By David Owen
January 15 – Everton have become the second Premier League club this month to report losses of more than £100 million.
The Merseyside club actually outdid Chelsea in posting a pre-tax loss of a swingeing £111.8 million for the 13 months to end-June 2019. This compared with a loss of £13.1 million the previous year. The Londoners managed to lose £10 million less, or £101.8 million at the pre-tax level.
For the Toffees, who recently lured Carlo Ancelotti to take over as manager, it was a story of flat revenues, inexorably rising costs – in spite of efforts to trim the first-team squad – and, most of all, tumbling transfer profits.
These reached only £20.3 million this time around, against £87.8 million in 2017-18, when big names such as Romelu Lukaku and Ross Barkley had been offloaded. There was, however, no let-up in spending as the club pursued elusive success, with the likes of Richarlison and Yerry Mina arriving. While costs are spread over the length of players’ contracts, this has had the effect of pushing up amortisation costs. These stood at £95.1 million in the latest period, up from £66.9 million the previous year. The cash flow statement indicates that the club from the blue half of Merseyside has splashed more than £290 million on players in just the past two financial years.
With no European football, turnover at the club, which hopes in time to move to a shining new stadium planned for Bramley-Moore Dock, actually dipped by £1.5 million to £187.7 million. This was mainly explained by a near halving in revenue from “other commercial activities” – hospitality, catering and the like – though gate receipts also fell.
Usmanov in the wings
Sponsorship, advertising and merchandising revenue actually climbed more than 40%, or £8.35 million, to £29.1 million. This was mainly due to the former Arsenal investor, Alisher Usmanov, whose USM private holding company paid £12 million for naming rights to the club’s Finch Farm training complex, up from £6 million in 2017-18.

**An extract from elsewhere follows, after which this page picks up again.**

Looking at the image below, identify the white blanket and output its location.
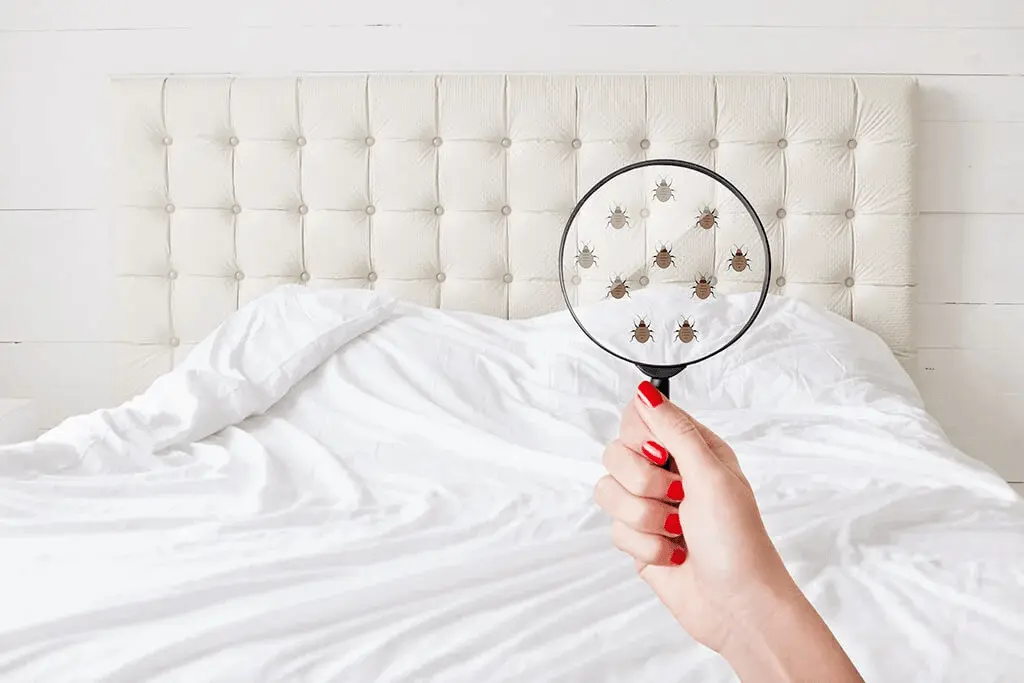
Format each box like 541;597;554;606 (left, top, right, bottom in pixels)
0;287;1024;683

The club said that as well as retaining the Finch Farm rights, USM had “acquired the right to promote its group of companies across an enhanced suite of both digital and physical marketing assets”. Another Usmanov brand, MegaFon, is currently displayed prominently on the Everton website. Chief finance and commercial officer, Sasha Ryazantsev, has also disclosed that USM has entered a £30 million naming rights contract for Bramley-Moore.

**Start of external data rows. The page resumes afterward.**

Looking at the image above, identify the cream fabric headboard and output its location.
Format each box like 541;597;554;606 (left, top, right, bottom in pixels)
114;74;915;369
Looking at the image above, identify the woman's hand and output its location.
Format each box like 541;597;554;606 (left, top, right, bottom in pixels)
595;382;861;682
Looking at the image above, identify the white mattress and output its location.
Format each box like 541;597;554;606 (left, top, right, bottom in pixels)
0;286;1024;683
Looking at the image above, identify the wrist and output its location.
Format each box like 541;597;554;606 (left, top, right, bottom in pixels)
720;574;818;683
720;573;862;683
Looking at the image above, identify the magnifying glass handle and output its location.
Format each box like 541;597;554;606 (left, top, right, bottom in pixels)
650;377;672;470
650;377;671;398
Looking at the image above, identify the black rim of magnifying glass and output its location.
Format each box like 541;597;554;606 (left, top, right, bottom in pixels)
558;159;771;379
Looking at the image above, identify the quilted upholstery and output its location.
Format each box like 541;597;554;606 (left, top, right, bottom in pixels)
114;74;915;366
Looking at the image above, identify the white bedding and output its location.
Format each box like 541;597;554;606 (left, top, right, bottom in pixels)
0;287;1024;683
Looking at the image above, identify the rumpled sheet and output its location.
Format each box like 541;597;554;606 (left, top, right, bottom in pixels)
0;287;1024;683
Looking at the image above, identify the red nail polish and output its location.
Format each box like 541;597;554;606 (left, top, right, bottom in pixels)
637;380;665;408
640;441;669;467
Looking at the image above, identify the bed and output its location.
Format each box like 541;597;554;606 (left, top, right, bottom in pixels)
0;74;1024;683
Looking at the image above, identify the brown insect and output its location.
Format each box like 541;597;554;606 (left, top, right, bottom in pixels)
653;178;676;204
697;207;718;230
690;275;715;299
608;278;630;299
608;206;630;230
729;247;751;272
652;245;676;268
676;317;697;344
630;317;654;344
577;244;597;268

Farhad Moshiri, the majority shareholder, is also a shareholder in USM. It looks like the amount owed by the club to Moshiri’s Bluesky Capital has now risen to £350 million. The balance-sheet at 30 June 2019 showed that “other reserves” had doubled during the year from £149.25 million to £298.5 million. A note to the accounts stated that this represented an interest-free £300 million loan from Bluesky, from which a £1.5 million arrangement fee had been deducted. The note on post balance-sheet events disclosed that since year-end Moshiri had provided further interest-free loans of £50 million. Since these loans are to be repaid at a date agreed by Bluesky and Everton, they have been classified as equity.

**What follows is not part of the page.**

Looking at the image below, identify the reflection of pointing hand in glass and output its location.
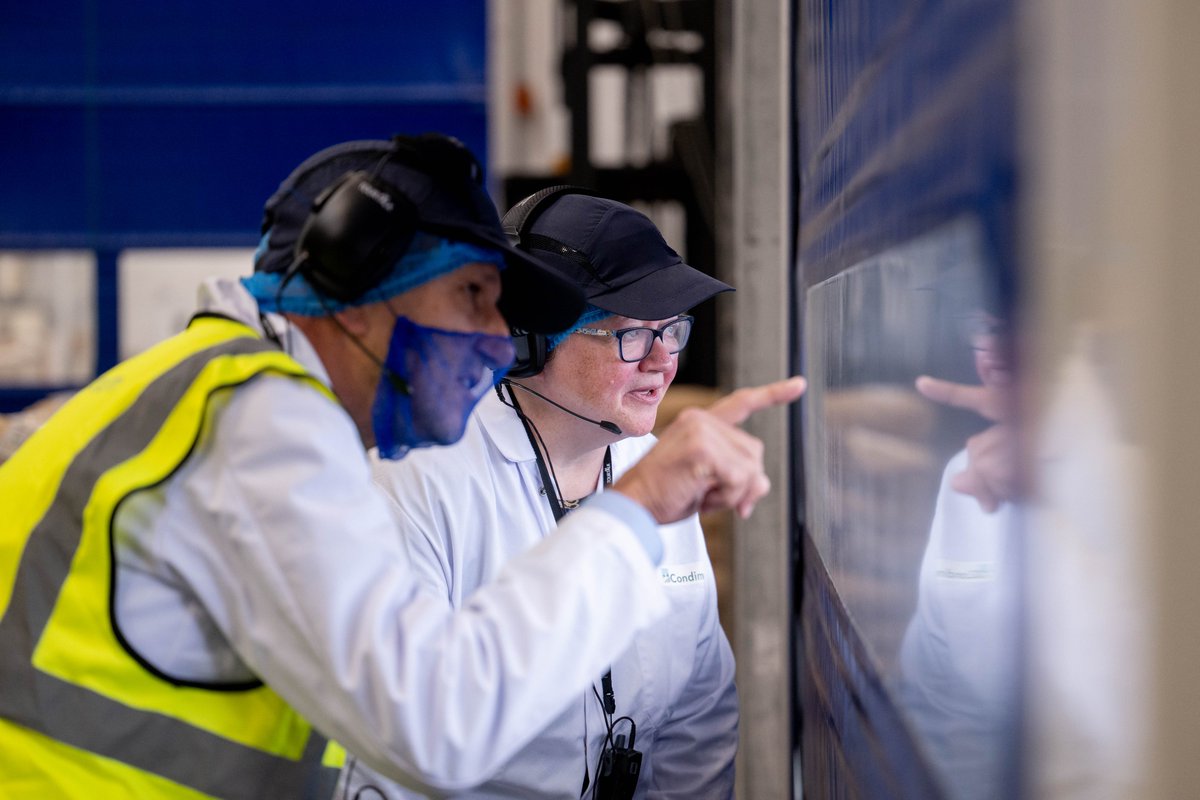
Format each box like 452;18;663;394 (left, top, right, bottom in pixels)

Payroll costs climbed from £145.5 million to £160 million, in spite of a reduction from 172 to 151 in the number of playing, training and management employees. The wage:turnover ratio now stands at a lofty 85%, though this is said to be “artificially inflated” by the change of year-end. This is said to have been implemented to better align the reporting period with “the seasonal nature of the industry”.
The huge loss has not prevented directors’ remuneration from jumping once again, from £2.49 million to £3.61 million, though the highest-paid director continued to receive £927,000. As Insideworldfootball reported last year, directors’ remuneration stood at £370,000 as recently as 2015.